# For Pompano Joe



## bamafan611 (Mar 1, 2010)

Joe , I couldn't load pictures in the private message. Here are the pics of the 7000. Thank You for your help.


----------



## Pompano Joe (Jan 28, 2009)

*Syncro*

Great looking reel, Bamafan! The Syncro only affects the drag on the reel, so should not at all handicap your casting ability. Basically the Syncro versions allow you to reduce drag by turning the reel handle back one-quarter turn. Reel it forward and it reengages the full drag. Not sure how I'd use that, but interesting non the less.

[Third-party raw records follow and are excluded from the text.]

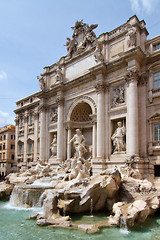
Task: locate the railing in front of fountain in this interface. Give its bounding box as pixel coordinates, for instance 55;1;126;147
7;186;44;209
119;215;130;235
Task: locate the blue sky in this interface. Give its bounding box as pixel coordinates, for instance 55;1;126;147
0;0;160;127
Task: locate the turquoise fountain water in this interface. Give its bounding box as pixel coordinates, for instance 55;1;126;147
0;202;160;240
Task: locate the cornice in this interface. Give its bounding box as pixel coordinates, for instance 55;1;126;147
119;46;146;62
14;100;40;114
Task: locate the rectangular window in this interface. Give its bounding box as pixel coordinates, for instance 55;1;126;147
153;72;160;88
28;143;32;154
19;117;23;127
153;43;160;51
11;144;15;149
29;114;33;125
11;135;15;140
154;123;160;141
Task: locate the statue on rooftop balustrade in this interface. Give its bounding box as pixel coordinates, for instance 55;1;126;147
65;20;98;58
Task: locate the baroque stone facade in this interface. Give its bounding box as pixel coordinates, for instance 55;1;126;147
15;16;160;176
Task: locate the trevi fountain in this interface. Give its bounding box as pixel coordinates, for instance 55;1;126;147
0;16;160;240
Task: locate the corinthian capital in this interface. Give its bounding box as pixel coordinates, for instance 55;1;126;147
125;70;140;84
95;81;105;93
56;96;64;105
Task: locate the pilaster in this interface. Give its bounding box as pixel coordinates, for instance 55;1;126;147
125;70;139;156
23;111;28;163
39;103;46;162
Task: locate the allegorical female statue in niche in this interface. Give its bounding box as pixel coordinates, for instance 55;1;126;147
69;129;87;160
111;122;126;153
50;134;57;157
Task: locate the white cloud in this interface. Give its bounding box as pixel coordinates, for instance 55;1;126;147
0;110;14;127
130;0;158;14
0;71;7;81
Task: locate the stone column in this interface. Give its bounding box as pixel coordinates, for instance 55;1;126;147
67;128;71;160
57;97;64;162
5;131;11;161
39;104;46;162
138;73;148;157
95;78;105;160
23;112;28;163
125;71;139;156
92;122;97;159
15;116;19;165
34;110;38;162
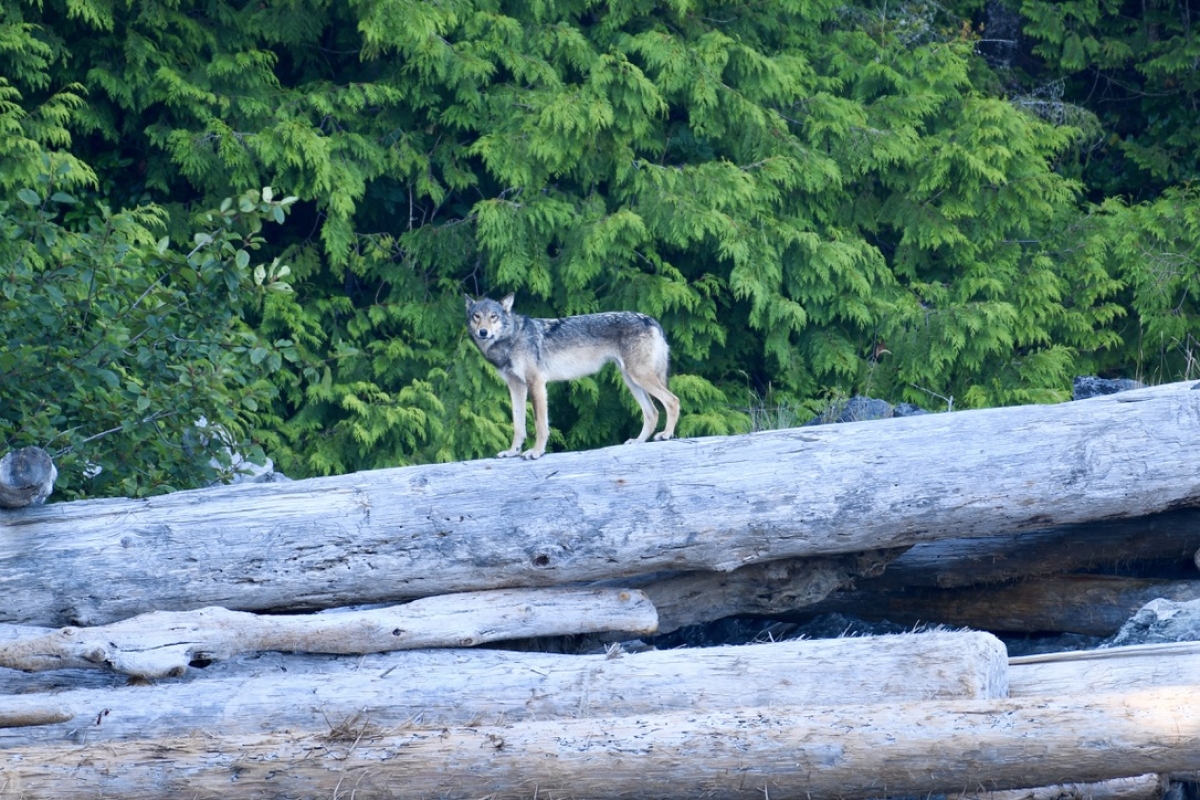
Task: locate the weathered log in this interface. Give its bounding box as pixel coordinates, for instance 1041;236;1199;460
1008;642;1200;697
804;575;1200;636
0;632;1008;748
7;384;1200;625
0;685;1200;800
946;772;1170;800
0;447;59;509
0;589;658;678
0;697;74;742
859;509;1200;591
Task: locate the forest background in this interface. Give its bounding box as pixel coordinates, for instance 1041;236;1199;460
0;0;1200;499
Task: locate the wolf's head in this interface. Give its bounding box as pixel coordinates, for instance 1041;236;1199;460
463;295;512;344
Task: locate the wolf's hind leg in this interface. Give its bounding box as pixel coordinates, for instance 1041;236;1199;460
620;369;659;445
624;369;679;441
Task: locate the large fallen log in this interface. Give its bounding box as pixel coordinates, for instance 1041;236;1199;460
0;685;1200;800
0;588;658;679
805;575;1200;636
0;632;1008;763
0;384;1200;625
1008;642;1200;697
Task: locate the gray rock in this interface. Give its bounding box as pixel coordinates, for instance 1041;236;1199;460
1104;597;1200;648
1070;375;1146;399
805;395;894;425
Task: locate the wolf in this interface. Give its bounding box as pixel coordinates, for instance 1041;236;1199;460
463;294;679;458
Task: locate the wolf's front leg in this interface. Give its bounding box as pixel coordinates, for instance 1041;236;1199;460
522;375;550;458
496;375;528;458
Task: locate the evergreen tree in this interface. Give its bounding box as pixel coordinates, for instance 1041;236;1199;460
0;0;1190;494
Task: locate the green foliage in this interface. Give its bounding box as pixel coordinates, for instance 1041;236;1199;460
1019;0;1200;200
0;171;294;498
0;0;1200;494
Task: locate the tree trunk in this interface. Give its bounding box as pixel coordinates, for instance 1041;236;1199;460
0;384;1200;625
0;447;59;509
805;575;1200;636
0;631;1008;763
0;685;1200;800
1008;642;1200;697
0;589;658;679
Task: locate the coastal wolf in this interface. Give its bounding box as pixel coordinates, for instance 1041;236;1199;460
464;295;679;458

Here's on of the last really nice 7000s I've had through the shop. It's a "designed in Sweden" reel, but beautiful color combination and condition. Also a pic of my all time favorite, the 6500 CT Blue Yonder.

Talk to you soon.


----------



## bamafan611 (Mar 1, 2010)

Joe, both of those are just some beautiful reels. If you ever have one like the green one come in that you are willing to sell.. Please Please give me a call. Shoud be getting mine in a few days. 
Thank You Again
Terry


----------



## fairpoint (May 9, 2013)

I've got a few 10000 automatics.....what are they worth in the reel world..?
Fairpoint


----------